Until yesterday, Karen had felt exactly the same way. It helped that George knew about Amelia going off with Koehler. And it helped that he was doing extensive research into what had happened at the adoption agency.
But Karen still felt as if she were the only one worried about Amelia—and what that young woman was capable of.
Russ Koehler was shivering. He wore a T-shirt, and nothing else. She’d made him strip off his shoes, socks, trousers, and underpants after they’d veered off the main hiking trial. Then she’d told him to remove his shirt and start tearing it into small, thin strips. Every forty or fifty feet that they stomped through those woods, branches from shrubs scraping at his naked legs, rocks and sticks chewing away at his cold, bare feet, she made him tie a strip from his shirt to a branch. He’d been marking a trail for her return trip.

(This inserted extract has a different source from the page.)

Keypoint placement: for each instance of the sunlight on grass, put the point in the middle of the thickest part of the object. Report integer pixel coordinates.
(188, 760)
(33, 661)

“Once I feel we’ve walked far enough, I’m going to leave you here—alone,” she explained coolly. “I’ll take down these trail markings, so it’s not going to be easy for you to find your way out. Even then, you won’t have any money. You won’t have your clothes or your precious car. And I’ll be far, far away, where you won’t ever find me.”
Russ was ordinarily quite proud of his body, but now he clutched what was left of his shirt over his genitals. They were shrunken up from the cold. He felt so vulnerable with her walking behind him, staring at his naked ass. She didn’t tease him, giggle, or make any lewd comments as they continued through the forest. She seemed so passionless, almost detached from everything. And that scared the shit out of him.
“Listen, Amelia,” he said, glancing over his shoulder for a second. “Your plan isn’t going to work. If you’re on the run, you won’t be able to collect your inheritance. Your uncle will get it all. Everyone will think you did it alone.”
“Then do you think I might be better off if I just killed you here?” she asked, without a hint of irony or sarcasm in her voice.
“Jesus, no,” he gasped. “No, no. I’m saying we can make a deal, and pin the brunt of it on your uncle. He manipulated you, didn’t he? And I told you, I know people who have a lot of clout….”
“Tie another strip to that evergreen branch, will you?” she said.
His hands shook violently as he tried to make a knot around the branch with the shirt strip. Russ glanced up at the darkening sky. Within a few minutes, the forest would be swallowed up in blackness, and he’d be lucky to see his hand in front of his face.
He turned to her, and clutched the torn shirt in front of his crotch. “I—I’m never getting out of here, am I?” he asked.
“Well, you have a lot of challenges,” she said, the gun pointed at him. “You’ll have bears, coyotes, and maybe even a cougar or two to contend with. Most of the real interesting creatures in these woods come out at night. Did you ever hear that story about the woman who went camping in the woods while she was having her period, and she got mauled to death by a bear? Apparently, the bear smelled the blood, and he tracked her down. So, I’d watch that cut on your forehead, Russ. It could be your death sentence out here. Now, turn around and keep walking. Just a little farther, we’re almost there.”
He stared at her for a moment. She was screwing around with him. He could tell. She planned to kill him in these woods. Turning, he continued to stagger through the brush. His feet were cold and bleeding. “Listen, Amelia,” he said, starting to cry. “My wife just had a baby, for God’s sake. You can’t kill me…please. My son’s only a week old.”
“If your baby son’s so important, why weren’t you with him today? Why didn’t you buy a station wagon instead of your flashy sports car?”
“Please…” he repeated. Just a few feet ahead, there was a small clearing in the forest. He noticed a large, oblong rock on the ground. It was about the size of his fist. He imagined bashing her brains in with that rock, once he had her down.